Does the description disclose side effects, auth requirements, rate limits, or destructive behavior?

Despite no annotations, the description fully discloses behavior: read-only, no LLM calls, no disk writes. It explains cumulative report structure, return formats per report type, and the edge case when analytics hasn't initialized.

Agents need to know what a tool does to the world before calling it. Descriptions should go beyond structured annotations to explain consequences.

Conciseness4/5

Is the description appropriately sized, front-loaded, and free of redundancy?

The description is somewhat long but front-loaded with purpose and behavioral traits. Return type details are structured with bullet-like formatting. Minimal redundancy; each part serves a purpose.

Shorter descriptions cost fewer tokens and are easier for agents to parse. Every sentence should earn its place.

Completeness5/5

Given the tool's complexity, does the description cover enough for an agent to succeed on first attempt?

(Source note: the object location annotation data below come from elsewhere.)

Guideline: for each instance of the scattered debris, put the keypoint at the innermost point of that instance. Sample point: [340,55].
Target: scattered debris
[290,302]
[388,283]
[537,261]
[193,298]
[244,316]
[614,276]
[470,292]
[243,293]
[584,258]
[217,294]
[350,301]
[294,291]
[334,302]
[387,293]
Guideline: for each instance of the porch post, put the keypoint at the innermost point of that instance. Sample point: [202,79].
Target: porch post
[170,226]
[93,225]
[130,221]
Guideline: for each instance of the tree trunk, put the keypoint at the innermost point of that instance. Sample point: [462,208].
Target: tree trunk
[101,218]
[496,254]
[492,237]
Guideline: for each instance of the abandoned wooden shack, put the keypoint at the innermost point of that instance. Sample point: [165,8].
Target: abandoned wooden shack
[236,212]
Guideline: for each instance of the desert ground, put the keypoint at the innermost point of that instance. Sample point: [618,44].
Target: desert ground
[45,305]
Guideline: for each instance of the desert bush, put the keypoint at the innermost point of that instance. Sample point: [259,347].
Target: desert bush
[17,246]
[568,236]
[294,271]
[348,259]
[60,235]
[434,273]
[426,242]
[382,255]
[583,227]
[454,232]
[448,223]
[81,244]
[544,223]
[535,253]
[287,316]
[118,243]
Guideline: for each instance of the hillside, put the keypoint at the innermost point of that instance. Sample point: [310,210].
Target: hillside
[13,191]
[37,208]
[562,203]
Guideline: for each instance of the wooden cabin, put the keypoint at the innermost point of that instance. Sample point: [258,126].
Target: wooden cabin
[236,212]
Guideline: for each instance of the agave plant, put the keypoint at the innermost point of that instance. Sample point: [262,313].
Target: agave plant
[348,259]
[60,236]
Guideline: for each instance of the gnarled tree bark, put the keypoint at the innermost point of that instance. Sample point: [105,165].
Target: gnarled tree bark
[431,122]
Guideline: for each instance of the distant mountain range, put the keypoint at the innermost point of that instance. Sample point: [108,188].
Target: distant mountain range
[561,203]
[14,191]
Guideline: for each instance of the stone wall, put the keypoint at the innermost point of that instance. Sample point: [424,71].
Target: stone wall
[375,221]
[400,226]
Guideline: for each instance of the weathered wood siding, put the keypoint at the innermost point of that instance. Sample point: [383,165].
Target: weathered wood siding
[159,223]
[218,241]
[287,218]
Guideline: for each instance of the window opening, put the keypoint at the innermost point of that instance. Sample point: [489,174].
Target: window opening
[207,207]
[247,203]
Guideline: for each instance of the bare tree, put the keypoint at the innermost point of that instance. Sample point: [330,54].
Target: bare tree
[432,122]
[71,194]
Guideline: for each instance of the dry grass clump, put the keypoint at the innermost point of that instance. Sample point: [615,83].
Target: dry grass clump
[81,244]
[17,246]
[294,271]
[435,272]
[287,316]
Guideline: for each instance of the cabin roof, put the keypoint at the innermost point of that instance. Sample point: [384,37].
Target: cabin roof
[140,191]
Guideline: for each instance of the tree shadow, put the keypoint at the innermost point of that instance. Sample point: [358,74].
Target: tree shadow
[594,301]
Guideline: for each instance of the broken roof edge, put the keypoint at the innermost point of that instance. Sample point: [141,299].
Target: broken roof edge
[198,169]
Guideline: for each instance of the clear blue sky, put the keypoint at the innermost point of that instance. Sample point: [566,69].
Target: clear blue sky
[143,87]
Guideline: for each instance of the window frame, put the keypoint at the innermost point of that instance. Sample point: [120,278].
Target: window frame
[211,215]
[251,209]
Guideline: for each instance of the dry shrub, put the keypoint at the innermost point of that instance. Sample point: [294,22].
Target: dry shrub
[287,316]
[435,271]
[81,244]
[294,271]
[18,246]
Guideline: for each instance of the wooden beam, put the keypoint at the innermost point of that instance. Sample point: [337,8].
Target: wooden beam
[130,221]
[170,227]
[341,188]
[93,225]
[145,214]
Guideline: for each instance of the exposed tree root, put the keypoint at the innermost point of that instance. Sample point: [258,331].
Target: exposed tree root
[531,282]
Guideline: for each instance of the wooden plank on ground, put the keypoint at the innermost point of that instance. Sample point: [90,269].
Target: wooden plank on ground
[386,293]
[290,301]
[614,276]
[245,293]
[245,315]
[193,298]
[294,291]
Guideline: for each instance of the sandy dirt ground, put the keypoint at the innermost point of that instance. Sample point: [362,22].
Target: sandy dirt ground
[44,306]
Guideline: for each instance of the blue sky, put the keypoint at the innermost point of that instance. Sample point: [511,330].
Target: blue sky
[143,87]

No output schema exists, but the description comprehensively documents return structures for each report type and the initialization error case. Covers everything an agent would need to invoke correctly.

Complex tools with many parameters or behaviors need more documentation. Simple tools need less. This dimension scales expectations accordingly.

Parameters3/5

Does the description clarify parameter syntax, constraints, interactions, or defaults beyond what the schema provides?

Schema description coverage is 100% and already details enum values. The description adds some examples (e.g., recommendation text) but doesn't significantly enhance understanding beyond the schema.

Input schemas describe structure but not intent. Descriptions should explain non-obvious parameter relationships and valid value ranges.

Purpose5/5

Does the description clearly state what the tool does and how it differs from similar tools?

The description clearly states it inspects internal telemetry (backend invocations, success rates, latency, cost, routing decisions). It distinguishes from siblings like check_backend_health or analyze_file by focusing on SAB's internal analytics.

Agents choose between tools based on descriptions. A clear purpose with a specific verb and resource helps agents select the right tool.

Usage Guidelines4/5

Does the description explain when to use this tool, when not to, or what alternatives exist?

Explicitly lists use cases: diagnose backend selection, tune routing rules, understand cost trade-offs. It also states it's read-only and never calls an LLM or writes to disk. However, it doesn't explicitly contrast with sibling tools for when not to use.

Agents often have multiple tools that could apply. Explicit usage guidance like "use X instead of Y when Z" prevents misuse.